The Supreme Court on April 27 will hear oral arguments in a case with major implications for privacy rights—and how law enforcement uses Americans’ cell phone data while investigating crimes.

The case, Chatrie v. United States, centers on law enforcement’s use of “geofencing warrants”—judge-authorized requests for cell phone location data near the scene of a crime.

Okello Chatrie told the Supreme Court that the government’s use of these warrants, which resulted in a criminal conviction over his robbing a bank while his smart phone was on his person, violated his Fourth Amendment rights. The government, meanwhile, has argued that such data is not protected when provided voluntarily to a “third party” like Google.

The court said it would focus on the circumstances of Chatrie’s case rather than the constitutionality of geofencing more generally. However, experts say that the Supreme Court’s decision will reverberate through future cases concerning privacy in the digital age.

Dr. David Super, a professor of law at the Georgetown University Law Center, described the case to The Epoch Times as “once-in-a-generation,” whatever the outcome.

Chatrie’s Warrant

In 2019, law enforcement received a geofence warrant from a state court seeking anonymized location data for devices within 150 meters (about 500 feet) of the bank robbery. In this form, the data couldn’t be used to identify specific cellphone users.

After Google complied with the first request, law enforcement then sought location data for devices over a longer, two-hour period, without seeking an additional court warrant. Google again provided the information.

Then—still without seeking a warrant—investigators asked Google for “de-anonymized subscriber information for three devices,” and Google complied.

One of those devices belonged to Chatrie, and the information provided the basis for Chatrie’s eventual conviction for armed robbery.

Though Chatrie confessed, his lawyers argue that the geofencing evidence should be tossed because the warrant deprived him of his Fourth Amendment rights, which guarantees that “the right of the people to be secure in their persons, houses, papers, and effects, against unreasonable searches and seizures, shall not be violated, and no Warrants shall issue, but upon probable cause.”

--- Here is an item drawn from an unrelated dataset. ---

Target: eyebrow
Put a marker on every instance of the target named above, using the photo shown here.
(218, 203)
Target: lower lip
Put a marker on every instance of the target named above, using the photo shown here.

Chatrie’s lawyers argued that the geofence warrant allowed investigators to gather the location history of people who were near the scene of the crime even though there was no other probable cause.

Super told The Epoch Times that geofencing was “pivotal” to the case against Chatrie. “The question in Chatrie is whether something as dramatic as a geofencing search is limited by the Fourth Amendment and requires the government to show specific needs with a proper basis,” he said.